Oprah Winfrey has said she recently became a victim of racism when a shop assistant in Switzerland refused to show her a £24,477 handbag saying it would be "too expensive" for her.
The US chat show host, who is one of the richest women in the world, was in Zurich for Tina Turner's wedding when she decided to go shopping alone.
Winfrey told Entertainment Tonight: "I was in Zurich the other day, in a store whose name I will not mention. I didn't have my eyelashes on, but I was in full Oprah Winfrey gear. I had my little Donna Karan skirt and my little sandals. But obviously The Oprah Winfrey Show is not shown in Zurich.
"I go into a store and I say to the woman, 'Excuse me, may I see the bag right above your head?' and she says to me, 'No. It's too expensive.'"
The bag was apparently in the shop window behind a security wall.
When Winfrey insisted again, the woman replied: "No, no you don't want to see that one, you want to see this one because that one will cost too much. You will not be able to afford that."
Trudie Goetz arriving at Turner's wedding. Pic:Tinaturnerblog.comThe assistant then started to show the media owner smaller bags before she asked for a third time and was refused again.
"She said, 'Oh I don't want to hurt your feelings' and I said, 'Ok thank you so much you're probably right I can't afford it.'" said the 59-year-old.
Winfrey, who is the world's only African-American billionaire, then walked out of the shop calmly.
She said: "I could've had the whole blow-up thing and thrown down the black card but why do that but that clearly is you know … it (racism) still exists, of course it does."

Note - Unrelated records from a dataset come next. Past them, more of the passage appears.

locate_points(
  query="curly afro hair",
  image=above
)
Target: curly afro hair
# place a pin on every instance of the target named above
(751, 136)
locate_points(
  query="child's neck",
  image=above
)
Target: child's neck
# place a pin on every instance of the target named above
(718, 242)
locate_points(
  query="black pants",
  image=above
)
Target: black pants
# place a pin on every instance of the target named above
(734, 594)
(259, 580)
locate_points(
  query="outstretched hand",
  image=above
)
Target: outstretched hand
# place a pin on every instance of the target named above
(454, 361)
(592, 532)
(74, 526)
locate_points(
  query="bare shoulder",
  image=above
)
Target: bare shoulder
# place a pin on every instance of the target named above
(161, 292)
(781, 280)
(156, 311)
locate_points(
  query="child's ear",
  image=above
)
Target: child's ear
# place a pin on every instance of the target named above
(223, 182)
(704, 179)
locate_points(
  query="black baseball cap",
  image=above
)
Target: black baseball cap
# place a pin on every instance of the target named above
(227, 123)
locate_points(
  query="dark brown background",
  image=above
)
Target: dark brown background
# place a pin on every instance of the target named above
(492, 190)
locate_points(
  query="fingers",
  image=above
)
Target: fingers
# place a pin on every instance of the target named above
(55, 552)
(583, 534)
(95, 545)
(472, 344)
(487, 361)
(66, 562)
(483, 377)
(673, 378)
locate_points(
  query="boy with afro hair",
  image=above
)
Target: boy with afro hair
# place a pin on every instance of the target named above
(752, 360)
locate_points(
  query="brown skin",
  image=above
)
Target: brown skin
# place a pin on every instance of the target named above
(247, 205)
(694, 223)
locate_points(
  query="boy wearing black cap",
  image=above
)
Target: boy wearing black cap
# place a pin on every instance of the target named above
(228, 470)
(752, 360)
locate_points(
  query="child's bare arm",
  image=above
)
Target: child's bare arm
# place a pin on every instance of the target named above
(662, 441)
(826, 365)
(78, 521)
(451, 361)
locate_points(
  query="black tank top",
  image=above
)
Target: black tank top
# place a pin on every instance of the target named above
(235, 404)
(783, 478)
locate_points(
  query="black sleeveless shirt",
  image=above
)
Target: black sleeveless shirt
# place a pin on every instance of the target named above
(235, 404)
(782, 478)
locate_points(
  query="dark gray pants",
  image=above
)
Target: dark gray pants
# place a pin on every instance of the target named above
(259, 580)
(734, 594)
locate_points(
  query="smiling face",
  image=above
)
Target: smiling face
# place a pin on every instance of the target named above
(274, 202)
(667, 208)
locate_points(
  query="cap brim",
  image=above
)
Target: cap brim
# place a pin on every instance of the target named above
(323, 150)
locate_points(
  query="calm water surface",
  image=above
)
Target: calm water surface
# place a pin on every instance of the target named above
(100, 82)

Blick newspaper reported that Trudie Goetz, the owner of the boutique Trois Pommes, had apologised for the incident.
Ms Goetz, who is believed to have also attended Tina Turner's wedding, said there had been a "misunderstanding" caused by the assistant's failure to recognise Winfrey.
"We don't have any facial recognition here," Blick quoted Ms Goetz as saying.
Oprah had been asked on the US TV show whether anyone had ever called her the 'N- word'.
She said no one in their right mind would call her that to her face, but that racism showed itself in other ways.
"It shows up for me this way. Sometimes I'm in a boardroom or I'm in situations where I'm the only woman, I'm the only African American person within a 100-mile radius and I can see in the energy of the people there, they don't sense that I should be holding one of those seats.
"I can sense that. But I can never tell is it racism, is it sexism, because often it's both. I mean the sexism thing is huge. The higher the ladder you climb it gets huge, because men are used to running things."
Oprah has just been awarded America's highest civilian honour - the Presidential Medal of Freedom - which she will receive from President Barack Obama at the White House later in the year.